No Brasil, observa-se, de maneira geral, um grau de satisfação insuficiente em relação ao trabalho realizado pela polícia. Esse aspecto subjetivo é fundamental para uma segurança pública de qualidade, pois influencia, por exemplo, nas cifras ocultas, que são as subnotificações de crimes, bem como na baixa interação entre policiais e cidadãos e mesmo na predisposição em acatar orientações dessas autoridades (ROLIM; HERMANN, 2018). O medo da polícia, por sua vez, ainda existe, e é percebido, entre outros fatores, como fruto de treinamento inadequado e más condições de trabalho com as quais convivem (CARDIA, 1997).
Um exemplo de pesquisa que afere essa satisfação popular com a polícia é o Índice de Confiança na Justiça e na Polícia (ICJBrasil), medido pela Fundação Getúlio Vargas (2017). Em sua última edição, realizada em 2017, obteve a informação de que apenas 26% da população pesquisada confia na polícia. Tal número é considerado baixo, se comparado, por exemplo, à confiança nas Forças Armadas, instituições de maior credibilidade no Brasil, as quais, segundo a mesma pesquisa, alcançam 56% de confiança. Comparando-se com o desempenho de polícias em outros países, o resultado também é insatisfatório. Feltes (2003, p. 111) apresenta uma pesquisa realizada na Alemanha que chegou à conclusão de que “mais de 50% dos consultados tinham a polícia (em vez de escolas, políticos, igreja ou família) como portadora de valores”, demonstrando assim todo o apreço do povo alemão à sua polícia. Rolim e Hermann (2018) comentam sobre uma pesquisa chamada World Values Survey, de 2011, em que o Brasil figura na 34ª posição em uma lista de 47 países analisados quanto à confiança na polícia.
Após o período da ditadura militar (1964-1985), abre-se uma janela de oportunidade. Com a possibilidade de participação democrática, uma série de iniciativas de interação entre os órgãos de segurança pública e a sociedade civil se inicia, inclusive no tocante à formação dos seus agentes4. Observa-se então que,
diferentes segmentos da sociedade – acadêmicos, formuladores de políticas públicas, autoridades de governo, policiais entre outros – têm levantado a necessidade de maior capacitação da polícia como recurso capaz de torná-la mais competente, mais responsável e mais efetiva na condução da ordem e da segurança pública na sociedade brasileira (PONCIONI, 2009, p. 207).

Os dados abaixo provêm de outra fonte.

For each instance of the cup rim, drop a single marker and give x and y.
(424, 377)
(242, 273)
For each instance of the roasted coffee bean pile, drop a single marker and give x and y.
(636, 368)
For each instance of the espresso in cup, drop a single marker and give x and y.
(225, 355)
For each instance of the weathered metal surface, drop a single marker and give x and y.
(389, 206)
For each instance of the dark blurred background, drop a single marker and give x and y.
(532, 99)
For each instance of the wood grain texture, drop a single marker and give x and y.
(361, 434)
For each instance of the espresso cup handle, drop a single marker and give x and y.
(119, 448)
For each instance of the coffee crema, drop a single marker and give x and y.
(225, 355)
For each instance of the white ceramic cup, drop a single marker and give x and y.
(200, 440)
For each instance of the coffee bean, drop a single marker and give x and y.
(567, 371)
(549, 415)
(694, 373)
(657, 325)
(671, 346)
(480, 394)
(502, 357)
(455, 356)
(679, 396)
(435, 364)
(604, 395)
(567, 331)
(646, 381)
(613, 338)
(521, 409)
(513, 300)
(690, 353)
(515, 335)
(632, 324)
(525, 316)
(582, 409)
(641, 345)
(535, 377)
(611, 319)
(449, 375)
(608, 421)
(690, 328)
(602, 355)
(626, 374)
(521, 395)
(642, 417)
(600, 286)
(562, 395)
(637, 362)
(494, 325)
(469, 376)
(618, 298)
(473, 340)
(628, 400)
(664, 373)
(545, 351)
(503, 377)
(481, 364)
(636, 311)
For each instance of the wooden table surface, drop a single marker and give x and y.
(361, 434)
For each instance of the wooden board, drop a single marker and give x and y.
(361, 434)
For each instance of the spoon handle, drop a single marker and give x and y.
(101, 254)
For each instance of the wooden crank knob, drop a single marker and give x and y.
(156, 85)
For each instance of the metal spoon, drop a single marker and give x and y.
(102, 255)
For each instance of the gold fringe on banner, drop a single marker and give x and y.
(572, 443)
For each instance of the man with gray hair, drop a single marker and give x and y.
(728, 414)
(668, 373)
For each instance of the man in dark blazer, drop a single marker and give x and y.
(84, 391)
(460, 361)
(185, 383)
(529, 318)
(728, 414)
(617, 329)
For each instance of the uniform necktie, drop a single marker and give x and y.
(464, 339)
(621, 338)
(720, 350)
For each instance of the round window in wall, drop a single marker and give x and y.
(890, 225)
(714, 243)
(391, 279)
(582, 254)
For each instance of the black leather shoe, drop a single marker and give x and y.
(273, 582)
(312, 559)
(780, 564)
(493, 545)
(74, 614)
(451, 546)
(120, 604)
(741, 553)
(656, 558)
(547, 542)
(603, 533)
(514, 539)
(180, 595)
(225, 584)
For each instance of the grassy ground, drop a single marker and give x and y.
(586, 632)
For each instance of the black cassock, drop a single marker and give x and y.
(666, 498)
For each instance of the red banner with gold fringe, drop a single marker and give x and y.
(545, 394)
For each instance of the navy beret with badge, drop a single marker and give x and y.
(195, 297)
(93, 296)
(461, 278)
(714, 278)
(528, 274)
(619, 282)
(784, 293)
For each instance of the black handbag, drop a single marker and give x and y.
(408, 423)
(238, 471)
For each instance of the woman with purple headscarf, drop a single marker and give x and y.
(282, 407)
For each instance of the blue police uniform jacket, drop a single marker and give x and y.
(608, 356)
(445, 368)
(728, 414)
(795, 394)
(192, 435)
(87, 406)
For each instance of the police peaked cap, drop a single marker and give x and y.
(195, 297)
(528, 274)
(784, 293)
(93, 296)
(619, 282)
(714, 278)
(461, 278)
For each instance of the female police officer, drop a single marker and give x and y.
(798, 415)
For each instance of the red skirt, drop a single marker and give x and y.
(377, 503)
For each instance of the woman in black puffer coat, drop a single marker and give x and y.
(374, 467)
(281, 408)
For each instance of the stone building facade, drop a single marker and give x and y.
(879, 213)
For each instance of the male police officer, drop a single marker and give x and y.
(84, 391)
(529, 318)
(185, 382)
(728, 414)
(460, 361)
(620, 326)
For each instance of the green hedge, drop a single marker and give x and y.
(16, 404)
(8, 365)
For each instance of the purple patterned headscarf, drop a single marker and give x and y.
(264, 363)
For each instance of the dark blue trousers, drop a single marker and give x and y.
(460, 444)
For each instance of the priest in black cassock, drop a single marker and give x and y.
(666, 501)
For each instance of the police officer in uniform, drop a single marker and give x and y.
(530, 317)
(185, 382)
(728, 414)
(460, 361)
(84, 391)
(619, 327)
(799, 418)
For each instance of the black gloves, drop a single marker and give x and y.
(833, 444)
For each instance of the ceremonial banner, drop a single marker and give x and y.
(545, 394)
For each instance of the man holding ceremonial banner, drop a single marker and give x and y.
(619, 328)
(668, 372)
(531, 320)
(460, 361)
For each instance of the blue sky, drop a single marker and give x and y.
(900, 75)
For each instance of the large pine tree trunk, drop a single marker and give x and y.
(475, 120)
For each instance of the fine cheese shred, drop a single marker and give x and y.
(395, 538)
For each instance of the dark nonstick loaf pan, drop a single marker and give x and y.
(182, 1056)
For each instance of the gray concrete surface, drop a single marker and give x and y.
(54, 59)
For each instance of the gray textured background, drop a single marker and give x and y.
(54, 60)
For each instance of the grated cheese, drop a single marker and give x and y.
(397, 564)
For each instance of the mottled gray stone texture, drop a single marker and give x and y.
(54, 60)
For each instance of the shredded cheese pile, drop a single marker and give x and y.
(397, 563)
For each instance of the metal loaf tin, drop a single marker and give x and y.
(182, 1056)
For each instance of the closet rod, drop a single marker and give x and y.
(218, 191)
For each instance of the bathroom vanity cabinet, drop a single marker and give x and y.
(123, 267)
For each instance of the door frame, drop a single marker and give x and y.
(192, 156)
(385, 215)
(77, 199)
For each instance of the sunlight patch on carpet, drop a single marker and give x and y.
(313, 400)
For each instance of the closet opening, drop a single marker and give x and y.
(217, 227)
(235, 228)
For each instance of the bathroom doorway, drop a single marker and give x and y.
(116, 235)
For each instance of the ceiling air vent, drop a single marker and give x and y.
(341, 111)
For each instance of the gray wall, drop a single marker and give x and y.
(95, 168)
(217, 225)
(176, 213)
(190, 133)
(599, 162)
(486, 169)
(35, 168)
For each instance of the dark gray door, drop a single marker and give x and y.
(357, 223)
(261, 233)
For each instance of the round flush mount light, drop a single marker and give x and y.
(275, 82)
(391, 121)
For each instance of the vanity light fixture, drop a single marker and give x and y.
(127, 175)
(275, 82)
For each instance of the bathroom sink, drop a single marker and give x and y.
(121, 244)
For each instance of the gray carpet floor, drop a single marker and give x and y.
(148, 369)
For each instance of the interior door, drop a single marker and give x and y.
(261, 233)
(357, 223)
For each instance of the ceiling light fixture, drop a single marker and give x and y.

Portanto, é essa preocupação com a qualidade da formação dos policiais militares, totalmente legítima e de interesse público, que leva à seguinte pergunta: como obter algum grau de certeza acerca da eficácia dos cursos de formação inicial de policiais militares, ou seja, saber se eles têm atendido aos anseios da sociedade que, em última instância, é sua principal beneficiária? Tal questionamento pode ser respondido, entre outras formas, por meio de uma avaliação desses cursos. Entretanto, a formação desses profissionais possui algumas peculiaridades que devem ser levadas em consideração.
A AVALIAÇÃO EDUCACIONAL E A FORMAÇÃO INICIAL DE POLICIAIS MILITARES
Como ponto de partida para esta seção, faz-se necessário definir o termo avaliação. Sabe-se que avaliação diz respeito ao ato de avaliar, que é, segundo o dicionário Michaelis (2020), “apreciação, cômputo ou estimação da qualidade de algo ou da competência de alguém”. A etimologia da palavra avaliação sugere que ela deriva do termo em latim valere, que significa “ser forte” e origina também o termo valor. Portanto, avaliar é atribuir valor, ou seja, a qualidade de “forte”, o que pode ser feito em qualquer área da vida social.
Posicionando o tema em termos científicos, Minayo (2005, p. 19) apresenta a seguinte definição: “avaliação, como técnica e estratégia investigativa, é um processo sistemático de fazer perguntas sobre o mérito e a relevância de determinado assunto, proposta ou programa”. Entretanto, o que parece ser simples e objetivo é, na verdade, um complexo campo em disputa, o qual é “constituído historicamente e como tal se transforma de acordo com os movimentos e as mudanças dos fenômenos sociais” (SOBRINHO, 2003, p. 14). Apesar disso, há registros de tipos de avaliação desde a antiguidade, em países como China e Grécia, para o exame de candidatos ao exercício de atividades públicas, prática que passou por várias mudanças, mas que permanece até os dias atuais5.
Embora a avaliação esteja presente em diversas áreas da vida individual e coletiva, é na educação que ela encontra melhores condições para se desenvolver, seja como conjunto de práticas em relação a alunos, conteúdos e instituições, seja como campo de estudos. A avaliação educacional, à qual se refere este artigo, pode ser compreendida como o campo que inclui, entre outras modalidades,
a avaliação dos alunos, a avaliação dos profissionais (educadores e professores), a avaliação institucional das escolas, a avaliação dos sistemas ou subsistemas educativos, a avaliação de projetos e programas, e a própria avaliação de políticas. (AFONSO, 2014, p. 488-489).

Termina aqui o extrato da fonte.